|
|
|
|
|
by Arnt
3206 days ago
|
|
I've done the math for a few of the programs I've worked on, and the waste was negligible every time. A lot of strings like "reply" that end up being ten bytes longer in UCS-4 than UTF-8 once you add all the object and allocator overhead, progressively fewer long strings. Even the string-heavy code I worked on didn't spend much more than ten per cent of its total memory on strings, having the typical object be 40 instead of 30 bytes wasn't a big deal then. Perhaps I should give an example. Suppose you're parsing and dealing with something. Say HTML since it's well-known. So you receive a long byte array starting "<html><body><p>Sometimes</p>". You parse the byte array and produce a number of objects, including up to four strings, namely "html", "body", "p" and "Sometimes", and by the time you've stored those in objects and allocated them, they occupy 32 bytes each on the heap. If you use UCS-4 the last may need 48 or 64, depending on your allocator's rounding and buckets. The byte array you for from the I/O subsystem may be 100k but most of the strings in the code are short, and the impact of using UCS-4 is moderate. A more interesting question is whether UCS-4's advantages are worth it. It provides an array of characters, but as the years pass, the code I see does ever less char-array processing on strings. 20-30 years ago the world was full of char pointers, now, not so much.

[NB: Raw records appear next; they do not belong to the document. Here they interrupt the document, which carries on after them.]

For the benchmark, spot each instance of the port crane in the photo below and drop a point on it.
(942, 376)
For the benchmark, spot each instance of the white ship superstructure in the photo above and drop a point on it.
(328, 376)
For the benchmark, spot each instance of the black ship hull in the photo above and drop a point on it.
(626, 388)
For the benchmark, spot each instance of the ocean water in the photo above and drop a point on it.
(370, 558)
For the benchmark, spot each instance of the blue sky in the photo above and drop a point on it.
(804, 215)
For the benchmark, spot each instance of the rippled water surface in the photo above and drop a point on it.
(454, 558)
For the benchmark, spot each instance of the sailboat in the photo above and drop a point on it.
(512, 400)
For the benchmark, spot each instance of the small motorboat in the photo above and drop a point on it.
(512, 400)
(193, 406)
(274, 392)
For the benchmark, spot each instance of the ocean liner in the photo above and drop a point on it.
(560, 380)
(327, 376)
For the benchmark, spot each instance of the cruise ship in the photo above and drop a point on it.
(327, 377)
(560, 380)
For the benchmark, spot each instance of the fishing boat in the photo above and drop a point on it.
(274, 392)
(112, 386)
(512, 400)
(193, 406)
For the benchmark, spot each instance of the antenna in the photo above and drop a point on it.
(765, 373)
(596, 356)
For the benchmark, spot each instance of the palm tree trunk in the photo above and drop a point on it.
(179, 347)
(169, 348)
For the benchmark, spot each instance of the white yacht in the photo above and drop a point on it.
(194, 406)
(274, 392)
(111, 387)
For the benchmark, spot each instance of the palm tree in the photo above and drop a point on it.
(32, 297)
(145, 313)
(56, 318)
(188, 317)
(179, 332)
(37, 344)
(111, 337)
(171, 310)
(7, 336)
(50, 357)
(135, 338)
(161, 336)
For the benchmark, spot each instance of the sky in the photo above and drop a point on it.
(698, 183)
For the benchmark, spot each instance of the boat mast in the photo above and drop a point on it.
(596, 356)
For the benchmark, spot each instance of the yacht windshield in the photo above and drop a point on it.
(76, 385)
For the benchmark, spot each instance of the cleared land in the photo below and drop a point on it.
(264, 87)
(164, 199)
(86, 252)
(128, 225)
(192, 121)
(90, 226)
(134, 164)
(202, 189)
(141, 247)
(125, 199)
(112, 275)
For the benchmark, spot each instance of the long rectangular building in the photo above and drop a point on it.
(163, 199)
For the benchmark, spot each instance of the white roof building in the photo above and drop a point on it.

Something like this looks more typical, and doesn't benefit much from UCS-4, if at all: foo.split(" ").each{|word| bar(word) }. |
|
You are looking at the issue from the perspective from a language user, not a language designer. 20 years ago we didn't have languages such as Python/Ruby which had internal multibyte support in their sting manipulation functions. 20 years ago string manipulation functions didn't even exist!
But this post is about the design of the language, not the application, and the language is still written in C/C++ and _internally_ stores strings as byte arrays that must be presented nicely to the programmer in that language's string manipulation functions.